Cale Gibbard has another example at
http://cale.yi.org/index.php/HRSS
http://www.haskell.org/haskellwiki/HXT/Practical
is a (small, but hopefully growing) collection of some "real" examples
using HXT.
> I want to read in some (large) XML documents, crunch them around a
> little, and write out new documents. I'm currently doing it with a
> Python program using xml.etree.cElementTree but it's too darn slow.
>
It's slow because it have to build a document tree in memory.
You should consider the use of SAX API, if possible.
By the way, I'm very new to Haskell.
I'm interested in how well it performs in the task of parsing XML files
(both speed and memory usage).
Regards Manlio Perillo
There are three libraries capable of XML.

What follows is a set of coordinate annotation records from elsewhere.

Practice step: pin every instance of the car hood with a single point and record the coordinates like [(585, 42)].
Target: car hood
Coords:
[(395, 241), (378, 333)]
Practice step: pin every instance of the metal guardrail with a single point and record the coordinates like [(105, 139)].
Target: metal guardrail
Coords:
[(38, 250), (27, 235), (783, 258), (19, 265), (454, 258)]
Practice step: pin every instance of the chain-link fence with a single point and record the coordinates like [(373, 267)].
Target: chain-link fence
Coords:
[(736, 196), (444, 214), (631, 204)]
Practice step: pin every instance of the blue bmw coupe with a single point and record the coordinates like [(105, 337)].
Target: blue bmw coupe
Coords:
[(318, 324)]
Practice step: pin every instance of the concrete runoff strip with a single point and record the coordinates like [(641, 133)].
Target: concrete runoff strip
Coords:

HXT reads the whole file and keeps the whole tree in memory. (Its
advantage over the following two, however, is its API is richer, you can
write less code to do more.)
HaXml lets you choose the granularity of how much reading and building
per step. With the simplest coding, you still read the whole file and
build the whole tree. With more coding, you can read, build, discard
one subtree at a time.
TagSoup is the most fine-grained and low-level. It lazily reads the
file and returns a lazy list of "here is an open tag, here is some text,
oh here is another open tag, oh now here is a close tag..." It doesn't
verify open tags and close tags to match, however. This is probably
closest to SAX.
Funny this thread should revive after so long. I'm still interested
in the subject. I was just chatting about it a couple nights ago
online, and someone mentioned that there's a Haskell binding to expat,
so that should be on the list too.
> Manlio Perillo wrote:
>> By the way, I'm very new to Haskell.
>> I'm interested in how well it performs in the task of parsing XML files
>> (both speed and memory usage).
>
> There are three libraries capable of XML.
>
> HXT reads the whole file and keeps the whole tree in memory. (Its
> advantage over the following two, however, is its API is richer, you can
> write less code to do more.)
>
How are performance with very large XML files?
> HaXml lets you choose the granularity of how much reading and building
> per step. With the simplest coding, you still read the whole file and
> build the whole tree. With more coding, you can read, build, discard
> one subtree at a time.
>
Very interesting.
But what about HXML?
> TagSoup is the most fine-grained and low-level. It lazily reads the
> file and returns a lazy list of "here is an open tag, here is some text,
> oh here is another open tag, oh now here is a close tag..." It doesn't
> verify open tags and close tags to match, however. This is probably
> closest to SAX.
After a google search I have also found this:
http://www.haskell.org/pipermail/haskell/2006-March/017656.html
Manlio Perillo